Data and trained models for: Human-robot facial co-expression
Data files
Mar 05, 2024 version files 19.12 KB
Abstract
Large language models are enabling rapid progress in robotic verbal communication, but nonverbal communication is not keeping pace. Physical humanoid robots struggle to express and communicate using facial movement, relying primarily on voice. The challenge is twofold: First, the actuation of an expressively versatile robotic face is mechanically challenging. A second challenge is knowing what expression to generate so that they appear natural, timely, and genuine. Here we propose that both barriers can be alleviated by training a robot to anticipate future facial expressions and execute them simultaneously with a human. Whereas delayed facial mimicry looks disingenuous, facial co-expression feels more genuine since it requires correctly inferring the human's emotional state for timely execution. We find that a robot can learn to predict a forthcoming smile about 839 milliseconds before the human smiles, and using a learned inverse kinematic facial self-model, co-express the smile simultaneously with the human. We demonstrate this ability using a robot face comprising 26 degrees of freedom. We believe that the ability co-express simultaneous facial expressions could improve human-robot interaction.
README: Dataset for Paper "Human-Robot Facial Co-expression"
Overview
This dataset accompanies the research on human-robot facial co-expression, aiming to enhance nonverbal interaction by training robots to anticipate and simultaneously execute human facial expressions. Our study proposes a method where robots can learn to predict forthcoming human facial expressions and execute them in real time, thereby making the interaction feel more genuine and natural.
https://doi.org/10.5061/dryad.gxd2547t7
Description of the data and file structure
The dataset is organized into several zip files, each containing different components essential for replicating our study's results or for use in related research projects:
- pred_training_data.zip: Contains the data used for training the predictive model. This dataset is crucial for developing models that predict human facial expressions based on input frames.
- pred_model.zip: Contains the trained models capable of predicting human target facial expressions. These models are trained on the data from pred_training_data.zip.
- inverse_model.zip: Includes trained models for generating motor commands based on landmarks input. These models are vital for translating predicted facial expressions into actionable motor commands for robot facial actuators.
- Coexpression.zip: Houses the software necessary for data analysis and reproducing the results presented in our paper. It includes code for both the predictive and inverse modeling processes, along with utilities for evaluating model performance.
- 0_input.npy: An example input data file showcasing the structure expected by the predictive model. This NumPy array file has a shape of (9, 2, 113), representing 9 sequential frames, each frame consisting of 2D coordinates for 113 facial landmarks. This sample data can be used as a reference for the format and scale of input data necessary for model training and inference.
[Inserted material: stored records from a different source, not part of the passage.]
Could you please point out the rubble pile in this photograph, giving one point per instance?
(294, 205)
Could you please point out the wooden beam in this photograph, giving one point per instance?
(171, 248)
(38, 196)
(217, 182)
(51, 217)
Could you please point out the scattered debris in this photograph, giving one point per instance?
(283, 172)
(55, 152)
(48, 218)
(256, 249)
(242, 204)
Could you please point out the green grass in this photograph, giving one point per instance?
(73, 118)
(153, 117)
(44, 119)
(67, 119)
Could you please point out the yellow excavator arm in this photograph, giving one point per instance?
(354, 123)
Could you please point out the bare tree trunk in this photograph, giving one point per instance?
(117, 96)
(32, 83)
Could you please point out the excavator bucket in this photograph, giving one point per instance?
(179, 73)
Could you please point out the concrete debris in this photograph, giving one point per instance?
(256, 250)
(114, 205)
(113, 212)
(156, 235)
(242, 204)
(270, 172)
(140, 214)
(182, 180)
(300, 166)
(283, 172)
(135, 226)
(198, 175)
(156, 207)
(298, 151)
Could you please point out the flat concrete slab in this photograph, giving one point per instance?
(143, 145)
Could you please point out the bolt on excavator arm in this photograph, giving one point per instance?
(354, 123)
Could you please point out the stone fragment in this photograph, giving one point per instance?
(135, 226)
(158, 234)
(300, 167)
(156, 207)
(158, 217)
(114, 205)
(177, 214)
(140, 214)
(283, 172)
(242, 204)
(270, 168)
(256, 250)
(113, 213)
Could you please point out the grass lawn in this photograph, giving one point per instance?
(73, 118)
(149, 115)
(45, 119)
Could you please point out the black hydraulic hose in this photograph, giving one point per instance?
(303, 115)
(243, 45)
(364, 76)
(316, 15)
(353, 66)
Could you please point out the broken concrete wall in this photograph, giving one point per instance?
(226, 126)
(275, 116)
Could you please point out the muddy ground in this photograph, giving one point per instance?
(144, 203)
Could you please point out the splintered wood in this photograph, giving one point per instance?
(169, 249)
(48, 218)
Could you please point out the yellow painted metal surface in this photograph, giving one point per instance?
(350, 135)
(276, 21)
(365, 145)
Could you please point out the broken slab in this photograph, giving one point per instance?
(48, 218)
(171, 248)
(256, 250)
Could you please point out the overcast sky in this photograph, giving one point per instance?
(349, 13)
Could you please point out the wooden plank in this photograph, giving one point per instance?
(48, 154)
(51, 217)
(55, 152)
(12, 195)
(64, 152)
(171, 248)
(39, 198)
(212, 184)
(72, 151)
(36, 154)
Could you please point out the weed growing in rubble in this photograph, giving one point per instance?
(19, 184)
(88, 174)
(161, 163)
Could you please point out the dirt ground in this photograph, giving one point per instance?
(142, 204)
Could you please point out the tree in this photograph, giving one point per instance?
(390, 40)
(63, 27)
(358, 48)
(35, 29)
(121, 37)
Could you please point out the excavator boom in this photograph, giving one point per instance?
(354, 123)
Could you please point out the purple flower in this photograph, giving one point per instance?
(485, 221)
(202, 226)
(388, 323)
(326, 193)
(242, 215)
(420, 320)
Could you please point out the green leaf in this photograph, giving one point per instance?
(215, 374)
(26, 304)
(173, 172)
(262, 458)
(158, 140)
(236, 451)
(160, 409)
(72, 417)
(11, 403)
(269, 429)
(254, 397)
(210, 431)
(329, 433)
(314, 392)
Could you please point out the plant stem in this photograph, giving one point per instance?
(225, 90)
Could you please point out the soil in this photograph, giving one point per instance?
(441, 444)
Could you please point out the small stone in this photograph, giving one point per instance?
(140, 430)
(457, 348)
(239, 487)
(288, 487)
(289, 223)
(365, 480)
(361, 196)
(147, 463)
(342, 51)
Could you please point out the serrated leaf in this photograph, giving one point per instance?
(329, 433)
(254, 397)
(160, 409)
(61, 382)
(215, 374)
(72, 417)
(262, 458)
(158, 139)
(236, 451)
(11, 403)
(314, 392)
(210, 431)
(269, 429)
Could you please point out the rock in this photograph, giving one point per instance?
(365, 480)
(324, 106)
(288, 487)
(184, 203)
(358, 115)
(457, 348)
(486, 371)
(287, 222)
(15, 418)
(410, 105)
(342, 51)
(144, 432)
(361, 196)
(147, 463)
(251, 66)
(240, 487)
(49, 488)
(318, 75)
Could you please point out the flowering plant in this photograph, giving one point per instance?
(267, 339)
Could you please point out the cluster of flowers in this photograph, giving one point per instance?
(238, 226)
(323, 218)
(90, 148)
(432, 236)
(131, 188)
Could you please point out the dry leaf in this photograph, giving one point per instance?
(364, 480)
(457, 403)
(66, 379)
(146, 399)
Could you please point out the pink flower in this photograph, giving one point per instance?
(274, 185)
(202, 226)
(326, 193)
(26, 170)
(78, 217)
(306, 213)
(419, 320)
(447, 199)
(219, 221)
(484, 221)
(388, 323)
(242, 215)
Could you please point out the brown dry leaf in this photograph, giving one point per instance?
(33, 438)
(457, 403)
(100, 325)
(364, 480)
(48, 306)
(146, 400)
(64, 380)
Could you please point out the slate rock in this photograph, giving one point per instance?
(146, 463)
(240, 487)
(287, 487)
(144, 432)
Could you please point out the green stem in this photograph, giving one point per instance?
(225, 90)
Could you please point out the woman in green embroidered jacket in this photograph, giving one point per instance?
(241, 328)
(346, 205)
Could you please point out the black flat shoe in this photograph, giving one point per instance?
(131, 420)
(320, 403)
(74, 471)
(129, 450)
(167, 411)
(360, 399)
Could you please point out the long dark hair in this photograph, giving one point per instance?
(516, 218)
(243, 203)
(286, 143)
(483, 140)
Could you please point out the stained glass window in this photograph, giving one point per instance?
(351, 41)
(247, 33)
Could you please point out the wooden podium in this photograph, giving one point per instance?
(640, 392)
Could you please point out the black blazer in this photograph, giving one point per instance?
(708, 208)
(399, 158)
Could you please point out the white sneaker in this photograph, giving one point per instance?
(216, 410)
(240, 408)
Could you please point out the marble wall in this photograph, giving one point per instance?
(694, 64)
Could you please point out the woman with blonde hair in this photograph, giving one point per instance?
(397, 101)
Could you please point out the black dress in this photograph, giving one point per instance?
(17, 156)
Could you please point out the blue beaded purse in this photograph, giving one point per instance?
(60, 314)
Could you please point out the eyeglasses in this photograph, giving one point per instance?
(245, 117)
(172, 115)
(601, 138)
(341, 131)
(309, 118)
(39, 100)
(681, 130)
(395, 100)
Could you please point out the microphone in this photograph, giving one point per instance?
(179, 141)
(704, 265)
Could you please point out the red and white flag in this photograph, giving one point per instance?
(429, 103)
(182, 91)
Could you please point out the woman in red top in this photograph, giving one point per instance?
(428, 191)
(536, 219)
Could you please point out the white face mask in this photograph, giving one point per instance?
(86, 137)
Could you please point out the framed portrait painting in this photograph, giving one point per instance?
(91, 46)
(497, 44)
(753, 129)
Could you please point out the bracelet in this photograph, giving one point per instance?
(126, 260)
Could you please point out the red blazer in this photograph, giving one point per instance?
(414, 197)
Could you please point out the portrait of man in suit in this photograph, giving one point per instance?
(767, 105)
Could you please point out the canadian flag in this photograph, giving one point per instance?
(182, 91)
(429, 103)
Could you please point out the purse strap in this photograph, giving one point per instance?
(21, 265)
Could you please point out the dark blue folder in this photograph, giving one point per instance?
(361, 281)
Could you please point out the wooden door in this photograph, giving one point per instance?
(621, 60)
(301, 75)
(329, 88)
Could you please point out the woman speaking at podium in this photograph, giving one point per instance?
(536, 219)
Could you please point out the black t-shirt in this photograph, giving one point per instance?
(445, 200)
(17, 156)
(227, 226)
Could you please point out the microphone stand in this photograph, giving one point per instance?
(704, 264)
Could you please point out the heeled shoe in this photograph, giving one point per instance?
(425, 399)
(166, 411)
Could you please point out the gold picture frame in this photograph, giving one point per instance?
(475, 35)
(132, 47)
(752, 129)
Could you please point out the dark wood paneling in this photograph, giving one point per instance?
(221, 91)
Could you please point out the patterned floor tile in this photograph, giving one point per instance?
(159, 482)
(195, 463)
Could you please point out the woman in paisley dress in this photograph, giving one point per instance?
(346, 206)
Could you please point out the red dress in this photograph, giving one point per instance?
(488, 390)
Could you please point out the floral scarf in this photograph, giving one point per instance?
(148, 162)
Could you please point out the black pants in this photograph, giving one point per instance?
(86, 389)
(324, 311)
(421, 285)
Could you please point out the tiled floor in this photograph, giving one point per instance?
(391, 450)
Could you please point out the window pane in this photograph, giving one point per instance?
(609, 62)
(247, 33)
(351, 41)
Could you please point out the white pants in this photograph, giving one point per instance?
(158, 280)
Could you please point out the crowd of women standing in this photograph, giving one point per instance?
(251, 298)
The training data within pred_training_data.zip is structured to facilitate easy loading into machine learning frameworks. It consists of input facial landmarks and target facial landmarks.
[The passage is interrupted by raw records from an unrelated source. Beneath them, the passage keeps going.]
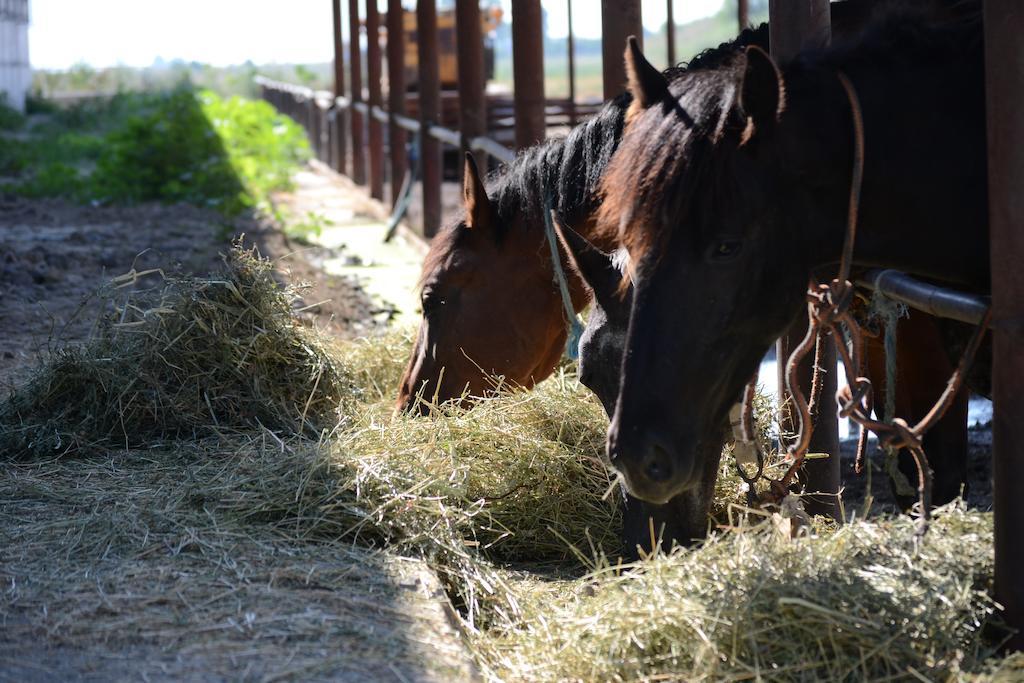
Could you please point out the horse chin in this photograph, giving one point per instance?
(658, 493)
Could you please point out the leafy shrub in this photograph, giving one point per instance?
(177, 146)
(10, 119)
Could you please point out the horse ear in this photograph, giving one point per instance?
(763, 93)
(646, 83)
(474, 196)
(596, 268)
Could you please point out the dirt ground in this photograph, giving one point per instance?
(139, 587)
(53, 255)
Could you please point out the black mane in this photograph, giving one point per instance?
(570, 168)
(674, 158)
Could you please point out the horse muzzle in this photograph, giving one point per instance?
(652, 469)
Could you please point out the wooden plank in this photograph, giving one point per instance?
(798, 24)
(429, 85)
(527, 72)
(376, 99)
(1005, 92)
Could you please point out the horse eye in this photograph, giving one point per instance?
(431, 301)
(725, 250)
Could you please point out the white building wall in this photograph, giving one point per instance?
(15, 71)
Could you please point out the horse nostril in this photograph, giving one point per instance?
(657, 464)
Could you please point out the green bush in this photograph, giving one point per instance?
(10, 119)
(176, 146)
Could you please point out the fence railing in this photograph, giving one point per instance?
(358, 132)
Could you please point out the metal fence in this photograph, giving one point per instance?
(358, 133)
(351, 132)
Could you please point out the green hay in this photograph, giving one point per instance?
(197, 356)
(508, 502)
(860, 603)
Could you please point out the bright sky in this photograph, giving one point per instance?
(104, 33)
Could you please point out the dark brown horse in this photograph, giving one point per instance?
(730, 191)
(491, 301)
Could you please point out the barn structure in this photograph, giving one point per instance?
(351, 128)
(15, 72)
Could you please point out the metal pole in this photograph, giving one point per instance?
(355, 66)
(376, 99)
(339, 86)
(527, 72)
(620, 19)
(472, 101)
(570, 46)
(670, 29)
(429, 86)
(1005, 92)
(798, 24)
(396, 92)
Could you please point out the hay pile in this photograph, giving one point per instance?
(859, 603)
(263, 439)
(196, 356)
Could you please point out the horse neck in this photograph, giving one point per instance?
(923, 205)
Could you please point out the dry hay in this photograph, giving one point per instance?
(297, 479)
(196, 356)
(864, 602)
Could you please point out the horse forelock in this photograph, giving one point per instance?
(664, 157)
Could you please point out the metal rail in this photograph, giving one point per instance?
(932, 299)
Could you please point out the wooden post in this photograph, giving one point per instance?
(527, 73)
(341, 135)
(429, 86)
(355, 77)
(1005, 93)
(570, 47)
(469, 42)
(795, 25)
(670, 30)
(396, 92)
(620, 19)
(376, 99)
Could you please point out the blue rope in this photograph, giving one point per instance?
(571, 319)
(406, 193)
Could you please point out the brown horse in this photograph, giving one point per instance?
(730, 190)
(492, 305)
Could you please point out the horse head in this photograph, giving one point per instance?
(491, 313)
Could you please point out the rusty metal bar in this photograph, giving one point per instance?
(796, 24)
(396, 93)
(1005, 93)
(620, 19)
(469, 40)
(376, 99)
(570, 48)
(355, 77)
(527, 72)
(931, 299)
(670, 30)
(403, 122)
(429, 86)
(445, 135)
(341, 136)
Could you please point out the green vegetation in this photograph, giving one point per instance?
(10, 119)
(182, 145)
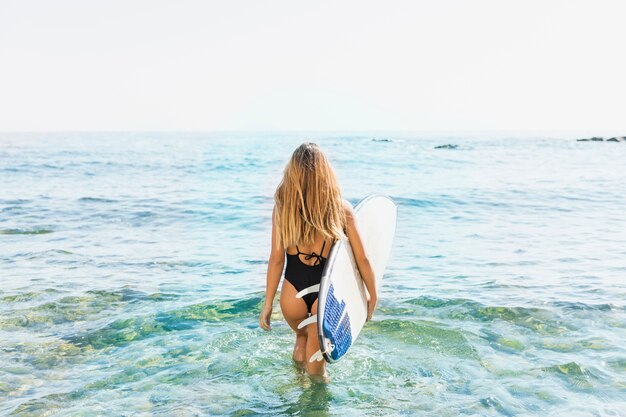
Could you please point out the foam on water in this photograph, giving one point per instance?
(133, 272)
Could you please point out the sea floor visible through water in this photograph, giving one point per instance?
(133, 273)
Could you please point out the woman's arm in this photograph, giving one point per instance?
(274, 271)
(362, 261)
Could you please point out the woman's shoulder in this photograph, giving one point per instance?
(347, 208)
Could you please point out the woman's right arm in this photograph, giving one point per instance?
(274, 271)
(362, 261)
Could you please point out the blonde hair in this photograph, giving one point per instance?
(308, 199)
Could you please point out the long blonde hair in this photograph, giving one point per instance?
(308, 199)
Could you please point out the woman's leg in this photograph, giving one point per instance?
(294, 310)
(312, 346)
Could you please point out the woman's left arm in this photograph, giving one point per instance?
(274, 271)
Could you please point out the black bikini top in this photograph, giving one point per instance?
(319, 258)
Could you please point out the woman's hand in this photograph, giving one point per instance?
(371, 306)
(264, 319)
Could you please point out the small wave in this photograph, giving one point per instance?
(96, 200)
(123, 332)
(537, 319)
(25, 231)
(574, 373)
(427, 335)
(571, 305)
(414, 202)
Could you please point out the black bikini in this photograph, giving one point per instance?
(304, 276)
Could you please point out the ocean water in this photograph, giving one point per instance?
(132, 272)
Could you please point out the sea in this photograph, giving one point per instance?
(133, 271)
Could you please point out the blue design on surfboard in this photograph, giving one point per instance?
(336, 328)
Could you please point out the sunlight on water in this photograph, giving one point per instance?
(134, 272)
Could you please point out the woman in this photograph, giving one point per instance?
(309, 215)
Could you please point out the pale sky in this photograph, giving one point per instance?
(312, 65)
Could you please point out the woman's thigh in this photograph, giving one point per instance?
(293, 309)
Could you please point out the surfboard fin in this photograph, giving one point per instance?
(308, 290)
(307, 321)
(318, 356)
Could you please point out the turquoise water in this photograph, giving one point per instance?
(133, 272)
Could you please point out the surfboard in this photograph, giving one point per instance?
(342, 297)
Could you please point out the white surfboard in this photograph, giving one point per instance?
(342, 298)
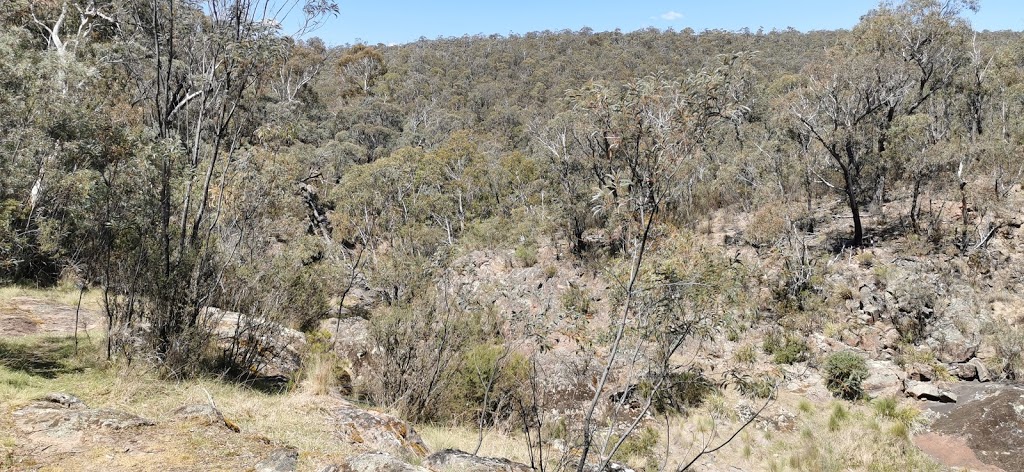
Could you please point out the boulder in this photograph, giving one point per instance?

The deep neural networks in pred_model.zip and inverse_model.zip is constructed using PyTorch. Details on the model architecture and parameters are included within each zip file.
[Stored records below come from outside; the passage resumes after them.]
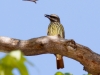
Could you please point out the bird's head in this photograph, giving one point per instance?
(53, 17)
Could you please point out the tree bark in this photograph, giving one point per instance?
(54, 45)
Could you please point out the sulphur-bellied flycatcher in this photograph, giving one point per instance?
(56, 28)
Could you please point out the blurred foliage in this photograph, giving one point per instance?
(60, 73)
(14, 59)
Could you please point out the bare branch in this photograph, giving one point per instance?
(53, 45)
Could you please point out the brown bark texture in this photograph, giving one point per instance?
(54, 45)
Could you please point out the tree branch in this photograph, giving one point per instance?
(53, 45)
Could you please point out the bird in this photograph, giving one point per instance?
(56, 28)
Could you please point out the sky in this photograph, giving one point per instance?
(24, 20)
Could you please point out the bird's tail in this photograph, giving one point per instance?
(59, 61)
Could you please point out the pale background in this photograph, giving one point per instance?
(24, 20)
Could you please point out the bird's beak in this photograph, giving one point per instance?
(48, 16)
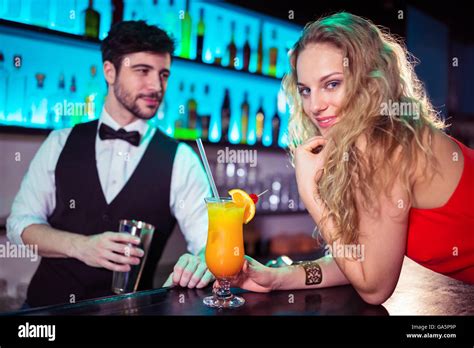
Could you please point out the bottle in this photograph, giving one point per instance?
(244, 118)
(276, 128)
(218, 43)
(171, 23)
(16, 89)
(74, 112)
(3, 88)
(180, 119)
(260, 50)
(117, 12)
(57, 104)
(247, 50)
(64, 16)
(232, 48)
(259, 123)
(273, 55)
(200, 36)
(94, 96)
(91, 21)
(225, 115)
(38, 104)
(204, 113)
(192, 110)
(39, 13)
(186, 31)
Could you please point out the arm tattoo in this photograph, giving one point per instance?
(314, 274)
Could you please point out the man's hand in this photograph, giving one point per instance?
(111, 250)
(190, 271)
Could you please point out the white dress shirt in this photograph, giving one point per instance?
(36, 199)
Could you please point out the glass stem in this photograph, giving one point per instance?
(223, 293)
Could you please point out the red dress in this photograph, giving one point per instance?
(442, 239)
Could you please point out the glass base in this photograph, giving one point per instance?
(229, 302)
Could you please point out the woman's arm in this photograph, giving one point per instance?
(382, 236)
(321, 273)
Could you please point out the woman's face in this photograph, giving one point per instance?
(320, 72)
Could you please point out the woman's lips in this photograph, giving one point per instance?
(150, 101)
(327, 121)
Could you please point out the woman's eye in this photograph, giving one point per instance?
(304, 92)
(333, 84)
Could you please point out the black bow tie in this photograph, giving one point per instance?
(106, 132)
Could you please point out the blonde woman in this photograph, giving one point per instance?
(387, 178)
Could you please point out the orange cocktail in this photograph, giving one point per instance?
(225, 242)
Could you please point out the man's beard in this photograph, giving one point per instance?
(131, 103)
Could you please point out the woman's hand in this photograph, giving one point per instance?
(310, 158)
(254, 277)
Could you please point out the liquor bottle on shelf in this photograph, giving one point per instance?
(218, 42)
(16, 92)
(56, 104)
(204, 114)
(94, 97)
(91, 21)
(201, 30)
(186, 31)
(276, 128)
(136, 10)
(273, 55)
(3, 88)
(39, 13)
(247, 50)
(260, 51)
(244, 118)
(74, 113)
(259, 122)
(192, 110)
(117, 10)
(232, 48)
(64, 16)
(172, 24)
(225, 115)
(38, 105)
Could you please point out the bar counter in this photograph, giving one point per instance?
(419, 292)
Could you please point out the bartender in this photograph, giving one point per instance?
(84, 179)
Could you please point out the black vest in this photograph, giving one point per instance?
(81, 208)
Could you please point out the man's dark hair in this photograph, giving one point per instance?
(131, 37)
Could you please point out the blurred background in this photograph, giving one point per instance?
(225, 88)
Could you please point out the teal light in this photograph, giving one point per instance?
(234, 133)
(40, 54)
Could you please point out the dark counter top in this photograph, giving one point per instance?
(419, 291)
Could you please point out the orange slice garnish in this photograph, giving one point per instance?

The software provided in Coexpression.zip includes scripts for processing data, training models, and evaluating the system's performance.
Citation
Please cite our work if you use this dataset or the associated models/software in your research:
Hu, Yuhang, et al. "Human-Robot Facial Co-expression". Science Robotics (March 2024)
Methods
During the data collection phase, the robot generated symmetrical facial expressions, which we thought can cover most of the situation and could reduce the size of the model. We used an Intel RealSense D435i to capture RGB images and cropped them to 480 320. We logged each motor command value and robot images to form a single data pair without any human labeling.